On 06/29/2017 11:23 AM, Gregg Kellogg wrote:
>> On Jun 29, 2017, at 5:48 AM, Peter F. Patel-Schneider <pfpschneider@gmail.com> wrote:
>>
>> One problem with providing these test cases is that it is not really possible
>> to determine exactly what the current grammar allows.
> 
> Turtle adds some clarity:
> 
>> White space (production WS) is used to separate two terminals which would otherwise be (mis-)recognized as one terminal. Rule names below in capitals indicate where white space is significant; these form a possible choice of terminals for constructing a Turtle parser.

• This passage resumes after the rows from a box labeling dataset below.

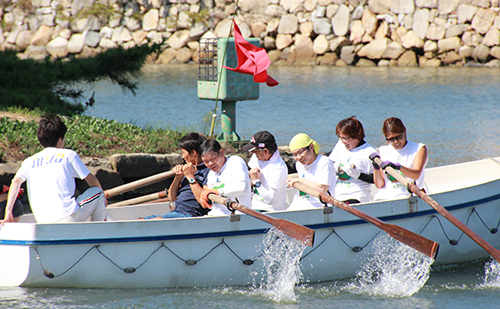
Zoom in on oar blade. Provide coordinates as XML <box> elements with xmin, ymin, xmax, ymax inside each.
<box><xmin>382</xmin><ymin>224</ymin><xmax>439</xmax><ymax>259</ymax></box>
<box><xmin>274</xmin><ymin>219</ymin><xmax>314</xmax><ymax>247</ymax></box>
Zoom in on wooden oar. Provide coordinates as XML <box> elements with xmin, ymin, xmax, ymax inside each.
<box><xmin>108</xmin><ymin>190</ymin><xmax>167</xmax><ymax>208</ymax></box>
<box><xmin>208</xmin><ymin>194</ymin><xmax>314</xmax><ymax>247</ymax></box>
<box><xmin>294</xmin><ymin>183</ymin><xmax>439</xmax><ymax>259</ymax></box>
<box><xmin>374</xmin><ymin>158</ymin><xmax>500</xmax><ymax>262</ymax></box>
<box><xmin>104</xmin><ymin>171</ymin><xmax>175</xmax><ymax>198</ymax></box>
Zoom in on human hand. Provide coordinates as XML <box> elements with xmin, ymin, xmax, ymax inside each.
<box><xmin>342</xmin><ymin>164</ymin><xmax>361</xmax><ymax>179</ymax></box>
<box><xmin>382</xmin><ymin>161</ymin><xmax>401</xmax><ymax>171</ymax></box>
<box><xmin>368</xmin><ymin>152</ymin><xmax>380</xmax><ymax>170</ymax></box>
<box><xmin>200</xmin><ymin>189</ymin><xmax>219</xmax><ymax>208</ymax></box>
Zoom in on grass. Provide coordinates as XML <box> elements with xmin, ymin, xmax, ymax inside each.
<box><xmin>0</xmin><ymin>108</ymin><xmax>189</xmax><ymax>162</ymax></box>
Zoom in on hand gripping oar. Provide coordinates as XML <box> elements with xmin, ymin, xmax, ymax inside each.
<box><xmin>294</xmin><ymin>183</ymin><xmax>439</xmax><ymax>259</ymax></box>
<box><xmin>208</xmin><ymin>194</ymin><xmax>314</xmax><ymax>247</ymax></box>
<box><xmin>374</xmin><ymin>158</ymin><xmax>500</xmax><ymax>262</ymax></box>
<box><xmin>104</xmin><ymin>171</ymin><xmax>175</xmax><ymax>198</ymax></box>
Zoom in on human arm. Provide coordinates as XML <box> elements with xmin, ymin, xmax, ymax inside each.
<box><xmin>0</xmin><ymin>177</ymin><xmax>24</xmax><ymax>224</ymax></box>
<box><xmin>167</xmin><ymin>165</ymin><xmax>185</xmax><ymax>202</ymax></box>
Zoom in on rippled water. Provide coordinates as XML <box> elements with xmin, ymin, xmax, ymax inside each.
<box><xmin>87</xmin><ymin>65</ymin><xmax>500</xmax><ymax>166</ymax></box>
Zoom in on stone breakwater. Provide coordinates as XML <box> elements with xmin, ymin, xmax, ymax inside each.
<box><xmin>0</xmin><ymin>0</ymin><xmax>500</xmax><ymax>67</ymax></box>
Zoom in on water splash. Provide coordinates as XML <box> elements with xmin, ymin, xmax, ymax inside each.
<box><xmin>478</xmin><ymin>259</ymin><xmax>500</xmax><ymax>288</ymax></box>
<box><xmin>345</xmin><ymin>236</ymin><xmax>434</xmax><ymax>297</ymax></box>
<box><xmin>255</xmin><ymin>228</ymin><xmax>306</xmax><ymax>303</ymax></box>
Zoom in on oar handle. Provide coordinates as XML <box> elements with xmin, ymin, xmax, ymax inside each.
<box><xmin>374</xmin><ymin>158</ymin><xmax>500</xmax><ymax>263</ymax></box>
<box><xmin>104</xmin><ymin>171</ymin><xmax>175</xmax><ymax>198</ymax></box>
<box><xmin>208</xmin><ymin>194</ymin><xmax>314</xmax><ymax>247</ymax></box>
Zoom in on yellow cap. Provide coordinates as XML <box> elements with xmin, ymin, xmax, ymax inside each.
<box><xmin>290</xmin><ymin>133</ymin><xmax>319</xmax><ymax>154</ymax></box>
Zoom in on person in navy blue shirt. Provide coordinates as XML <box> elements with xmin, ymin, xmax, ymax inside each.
<box><xmin>139</xmin><ymin>132</ymin><xmax>210</xmax><ymax>220</ymax></box>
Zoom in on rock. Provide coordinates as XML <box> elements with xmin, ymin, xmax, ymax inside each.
<box><xmin>472</xmin><ymin>44</ymin><xmax>490</xmax><ymax>63</ymax></box>
<box><xmin>438</xmin><ymin>0</ymin><xmax>459</xmax><ymax>14</ymax></box>
<box><xmin>316</xmin><ymin>53</ymin><xmax>339</xmax><ymax>65</ymax></box>
<box><xmin>424</xmin><ymin>40</ymin><xmax>438</xmax><ymax>52</ymax></box>
<box><xmin>142</xmin><ymin>9</ymin><xmax>160</xmax><ymax>31</ymax></box>
<box><xmin>438</xmin><ymin>36</ymin><xmax>460</xmax><ymax>53</ymax></box>
<box><xmin>45</xmin><ymin>37</ymin><xmax>68</xmax><ymax>58</ymax></box>
<box><xmin>175</xmin><ymin>47</ymin><xmax>193</xmax><ymax>63</ymax></box>
<box><xmin>312</xmin><ymin>18</ymin><xmax>332</xmax><ymax>36</ymax></box>
<box><xmin>167</xmin><ymin>29</ymin><xmax>191</xmax><ymax>49</ymax></box>
<box><xmin>276</xmin><ymin>34</ymin><xmax>293</xmax><ymax>50</ymax></box>
<box><xmin>358</xmin><ymin>38</ymin><xmax>390</xmax><ymax>59</ymax></box>
<box><xmin>445</xmin><ymin>24</ymin><xmax>469</xmax><ymax>38</ymax></box>
<box><xmin>66</xmin><ymin>33</ymin><xmax>85</xmax><ymax>54</ymax></box>
<box><xmin>398</xmin><ymin>50</ymin><xmax>418</xmax><ymax>67</ymax></box>
<box><xmin>356</xmin><ymin>58</ymin><xmax>377</xmax><ymax>67</ymax></box>
<box><xmin>471</xmin><ymin>8</ymin><xmax>496</xmax><ymax>34</ymax></box>
<box><xmin>16</xmin><ymin>30</ymin><xmax>33</xmax><ymax>51</ymax></box>
<box><xmin>391</xmin><ymin>0</ymin><xmax>415</xmax><ymax>14</ymax></box>
<box><xmin>412</xmin><ymin>9</ymin><xmax>429</xmax><ymax>40</ymax></box>
<box><xmin>109</xmin><ymin>153</ymin><xmax>184</xmax><ymax>181</ymax></box>
<box><xmin>426</xmin><ymin>24</ymin><xmax>446</xmax><ymax>41</ymax></box>
<box><xmin>278</xmin><ymin>14</ymin><xmax>299</xmax><ymax>34</ymax></box>
<box><xmin>490</xmin><ymin>46</ymin><xmax>500</xmax><ymax>59</ymax></box>
<box><xmin>30</xmin><ymin>25</ymin><xmax>54</xmax><ymax>45</ymax></box>
<box><xmin>401</xmin><ymin>30</ymin><xmax>424</xmax><ymax>48</ymax></box>
<box><xmin>332</xmin><ymin>4</ymin><xmax>350</xmax><ymax>36</ymax></box>
<box><xmin>24</xmin><ymin>45</ymin><xmax>49</xmax><ymax>60</ymax></box>
<box><xmin>295</xmin><ymin>34</ymin><xmax>315</xmax><ymax>65</ymax></box>
<box><xmin>458</xmin><ymin>4</ymin><xmax>478</xmax><ymax>24</ymax></box>
<box><xmin>156</xmin><ymin>48</ymin><xmax>177</xmax><ymax>64</ymax></box>
<box><xmin>335</xmin><ymin>45</ymin><xmax>356</xmax><ymax>65</ymax></box>
<box><xmin>483</xmin><ymin>27</ymin><xmax>500</xmax><ymax>46</ymax></box>
<box><xmin>382</xmin><ymin>42</ymin><xmax>405</xmax><ymax>60</ymax></box>
<box><xmin>361</xmin><ymin>10</ymin><xmax>378</xmax><ymax>35</ymax></box>
<box><xmin>349</xmin><ymin>20</ymin><xmax>365</xmax><ymax>44</ymax></box>
<box><xmin>368</xmin><ymin>0</ymin><xmax>392</xmax><ymax>14</ymax></box>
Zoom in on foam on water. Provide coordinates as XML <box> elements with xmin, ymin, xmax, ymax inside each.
<box><xmin>478</xmin><ymin>259</ymin><xmax>500</xmax><ymax>288</ymax></box>
<box><xmin>250</xmin><ymin>228</ymin><xmax>306</xmax><ymax>303</ymax></box>
<box><xmin>344</xmin><ymin>236</ymin><xmax>434</xmax><ymax>297</ymax></box>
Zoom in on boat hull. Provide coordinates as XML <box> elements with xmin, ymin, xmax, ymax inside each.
<box><xmin>0</xmin><ymin>160</ymin><xmax>500</xmax><ymax>288</ymax></box>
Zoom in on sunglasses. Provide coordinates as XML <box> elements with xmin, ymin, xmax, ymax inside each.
<box><xmin>385</xmin><ymin>134</ymin><xmax>403</xmax><ymax>143</ymax></box>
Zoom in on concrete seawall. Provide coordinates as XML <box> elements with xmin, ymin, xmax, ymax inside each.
<box><xmin>0</xmin><ymin>0</ymin><xmax>500</xmax><ymax>67</ymax></box>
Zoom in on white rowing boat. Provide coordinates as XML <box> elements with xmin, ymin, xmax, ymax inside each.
<box><xmin>0</xmin><ymin>158</ymin><xmax>500</xmax><ymax>288</ymax></box>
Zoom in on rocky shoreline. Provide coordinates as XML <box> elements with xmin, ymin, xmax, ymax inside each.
<box><xmin>0</xmin><ymin>0</ymin><xmax>500</xmax><ymax>67</ymax></box>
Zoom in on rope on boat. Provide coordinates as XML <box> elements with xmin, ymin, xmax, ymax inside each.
<box><xmin>32</xmin><ymin>207</ymin><xmax>500</xmax><ymax>279</ymax></box>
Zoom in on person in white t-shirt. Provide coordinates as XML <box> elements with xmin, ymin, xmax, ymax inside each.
<box><xmin>287</xmin><ymin>133</ymin><xmax>336</xmax><ymax>210</ymax></box>
<box><xmin>2</xmin><ymin>114</ymin><xmax>107</xmax><ymax>224</ymax></box>
<box><xmin>328</xmin><ymin>116</ymin><xmax>375</xmax><ymax>204</ymax></box>
<box><xmin>370</xmin><ymin>117</ymin><xmax>428</xmax><ymax>200</ymax></box>
<box><xmin>242</xmin><ymin>131</ymin><xmax>288</xmax><ymax>212</ymax></box>
<box><xmin>200</xmin><ymin>139</ymin><xmax>252</xmax><ymax>216</ymax></box>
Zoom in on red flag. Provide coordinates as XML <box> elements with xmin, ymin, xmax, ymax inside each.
<box><xmin>223</xmin><ymin>20</ymin><xmax>279</xmax><ymax>87</ymax></box>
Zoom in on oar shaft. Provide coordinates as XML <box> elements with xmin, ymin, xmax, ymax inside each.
<box><xmin>104</xmin><ymin>171</ymin><xmax>175</xmax><ymax>198</ymax></box>
<box><xmin>108</xmin><ymin>190</ymin><xmax>167</xmax><ymax>208</ymax></box>
<box><xmin>375</xmin><ymin>158</ymin><xmax>500</xmax><ymax>262</ymax></box>
<box><xmin>208</xmin><ymin>194</ymin><xmax>314</xmax><ymax>247</ymax></box>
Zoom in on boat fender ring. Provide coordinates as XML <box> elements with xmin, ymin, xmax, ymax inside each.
<box><xmin>43</xmin><ymin>270</ymin><xmax>55</xmax><ymax>279</ymax></box>
<box><xmin>186</xmin><ymin>259</ymin><xmax>198</xmax><ymax>266</ymax></box>
<box><xmin>123</xmin><ymin>267</ymin><xmax>136</xmax><ymax>274</ymax></box>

I don't view this wording as clear at all.  For example,
:::.
can be recognized as a Turtle triple in only one way so white space shouldn't
be needed here.

The intent is probably something like using white space to separate tokens for
a left-to-right greedy tokenizer for the terminal tokens that appear in the
rules for non-terminals.  However, there are lots of other ways of writing
Turtle parsers.
> This language comes from the SPARQL 1.1 grammar, so any change need for N-Triples/Quads/Turtle/TriG would also need to be applied there.
> 
> What it doesn’t do is say that white space may be composed of one or more WS or comments, which it probably should. Comments are treated as white space.
> 
> There is no discussion of white space within terminals, except for the String production and ANON terminal.
> 
> Personally, I’m not a fan if adding explicit WS to the grammar.
> 
> My interpretation for all grammars is that any amount of white space is allowed between any terminals, not required at all in N-Triples/Quads, and necessary in SPARQL/Turtle/TriG to keep two terminals from being confused.
> 
>> For example, there are multiple readings of "terminal".  Is it any terminal,
>> in which case white space might be allowed within blank node labels?  Is it
>> any terminal mentioned in the productions for non-terminals, in which case
>> blank space might be allowed before language tags?  Is it only named terminals
>> mentioned in the productions for non-terminals?
> 
> The quote above qualifies the use of white space to be significant in rule names in capitals, which are the "Productions for terminals”. Thus, WS is significant in the STRING_LITERAL_* terminals, and allowed within ANON. Perhaps it should be made clear that white space within other terminals is specifically not allowed.
> 
> It is somewhat problematic that note 6 specifically says that no white space is allowed between the sign and the number, which might imply that white space is allowed, say, between numbers, or following ‘@‘. My parser implements terminals as regular expressions, where white space is explicit within the regular expression, if necessary. The tokenizer eats any amount of whitespace between matched terminals; I think is is probably a fairly common pattern.
> 
> Gregg
peter

Received on Thursday, 29 June 2017 20:17:59 UTC